Que contient le projet de réforme de l'ACRE pour les micro-entrepreneurs ?

Le 23 septembre 2019 le journal Les Échos a révélé un projet de décret de loi proposant une réforme du dispositif d'Aide à Création ou à la Reprise d'une Entreprise (ACRE) à partir du 1er octobre 2019, visant à modifier les réductions de charges ouvertes depuis le 1er janvier 2019 à tous les créateurs de micro-entreprises. Établi sans concertation avec les professionnels concernés, le projet, et son délai d'application, ont été vivement critiqués, avec notamment le lancement d'une pétition par la Fédération nationale des auto-entrepreneurs (FNAE) qui a récolté en quelques jours plus de 20 000 signatures pour demander un report du décret et l'ouverture d'une discussion avec le Premier Ministre.
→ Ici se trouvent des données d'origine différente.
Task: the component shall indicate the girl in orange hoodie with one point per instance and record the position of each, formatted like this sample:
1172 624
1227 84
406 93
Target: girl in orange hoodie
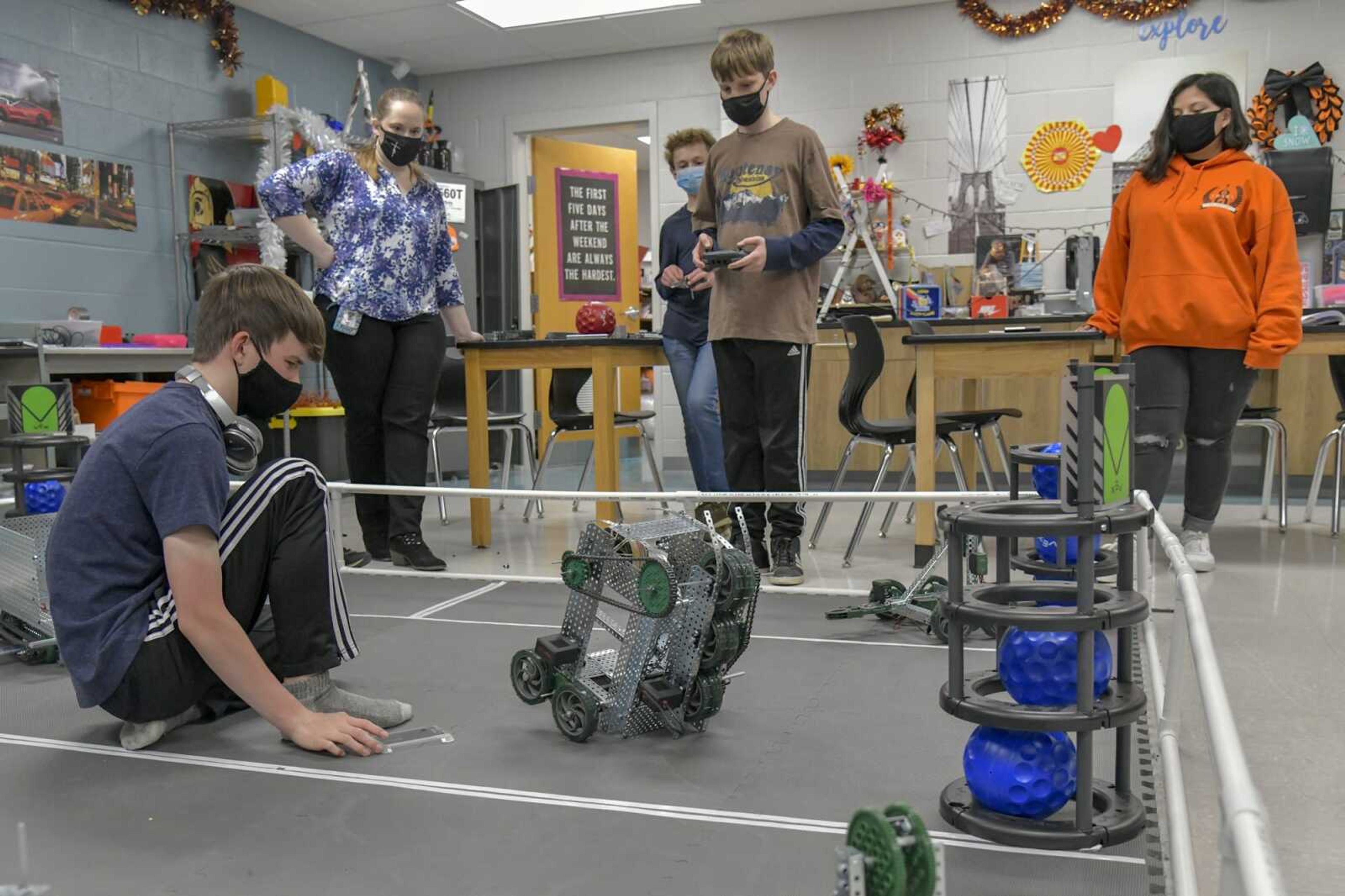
1200 280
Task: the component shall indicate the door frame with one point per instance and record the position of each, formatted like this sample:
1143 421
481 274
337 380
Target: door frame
518 132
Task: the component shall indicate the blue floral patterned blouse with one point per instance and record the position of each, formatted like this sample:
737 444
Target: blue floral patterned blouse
393 255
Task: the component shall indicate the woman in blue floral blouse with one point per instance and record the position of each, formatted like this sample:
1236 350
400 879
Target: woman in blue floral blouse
388 286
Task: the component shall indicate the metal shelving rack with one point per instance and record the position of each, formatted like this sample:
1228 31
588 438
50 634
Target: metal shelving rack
259 130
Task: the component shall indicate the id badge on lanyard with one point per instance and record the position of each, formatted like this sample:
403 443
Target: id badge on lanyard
347 322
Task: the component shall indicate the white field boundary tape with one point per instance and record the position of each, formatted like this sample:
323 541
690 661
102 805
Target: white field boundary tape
461 599
475 792
755 637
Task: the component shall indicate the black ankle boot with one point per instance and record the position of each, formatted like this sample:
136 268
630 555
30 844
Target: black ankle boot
787 570
411 551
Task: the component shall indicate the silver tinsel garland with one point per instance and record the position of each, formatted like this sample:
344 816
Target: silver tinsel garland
318 135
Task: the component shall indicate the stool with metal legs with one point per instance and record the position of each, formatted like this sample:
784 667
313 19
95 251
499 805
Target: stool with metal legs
1337 439
1277 454
974 422
564 409
450 415
867 358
Le 1er octobre, la ministre du Travail, Murielle Pénicaud, après avoir rencontré certains membres de la FNAE, a annoncé le report du projet et l'ouverture d'une concertation avec le premier ministre.

Mise à jour du 2 octobre 2019

Édouard Philippe recevra les responsables des différentes fédérations le 4 octobre à Matignon pour ouvrir la discussion sur l'avenir de l'ACRE.

 

Que contient ce projet de décret sur la réforme de l'ACRE ?

Au départ destiné aux chômeurs, allocataires du RSA et moins de 26 ans, ce dispositif de réduction des charges a été étendu à tous les créateurs de micro-entreprise (anciennement auto-entreprise) au 1er janvier 2019, et permet à des centaines de milliers d'auto-entrepreneurs de bénéficier pendant les premières années de leur activité d'un taux réduit de taxation sur leur chiffre d'affaires. Imaginée pour permettre aux créateurs d'entreprise de générer de la trésorerie créant une fiscalité progressive étalée sur 3 ans, cette aide est aujourd'hui remise en question et pourrait être revue en 2020.

Concrètement, quel serait l'impact pour les micro-entrepreneurs ? Prenons l'exemple des taxes d'un business developer en freelance :

L'ACRE aujourd'hui propose 3 paliers de réduction (-75 %, -50% et -25%), ce qui revient à payer :

  • 5,5 % sur les 9 premiers mois d'activité
  • 11 % du 10e au 21e mois
  • 16,5 % du 22e au 36e mois
  • 22 % (taux plein) à partir de la 4e année

Le projet de modification de l'ACRE propose de passer à un seul palier de réduction (-50%), soit :

  • 11 % de taxes pendant la première année
  • 22 % dès la deuxième année

Une exception pour les micro-entrepreneurs bénéficiant de l'ACRE depuis le 1er janvier 2019

Le projet de décret contient un dispositif de transition pour les micro-entrepreneurs ayant créé leur statut après le 1er janvier 2019 (et avant la publication du décret), supprimant notamment le palier à 11 % :

  • 5,5 % sur les 9 premiers mois d'activité
  • 16,5 % du 10e au 21e mois
  • 19,8 % du 22e au 36e mois
  • 22 % à partir de la 4e année

Le projet reporté, la discussion ouverte

Face aux réactions scandalisées sur un projet de décret révélé par la presse une semaine avant sa mise en application, le recul du ministère du Travail a été accueilli avec soulagement par les professionnels concernés. La balle est désormais dans le camp de Matignon qui devrait rencontrer des responsables des fédérations vendredi 2 octobre et entamer les discussions sur l'avenir du statut de micro-entrepreneur et de l'ACRE. Ce projet n'est donc pas enterré et il n'est pas inimaginable de voir par exemple la création d'un plancher de revenu (comme proposé par François Hurel, président de l'Union des Auto-Entrepeneurs) au-delà duquel les revenus du micro-entrepreneur seraient plus fortement taxés qu'à l'heure actuelle, plutôt que de pénaliser l'ensemble des micro-entrepreneurs.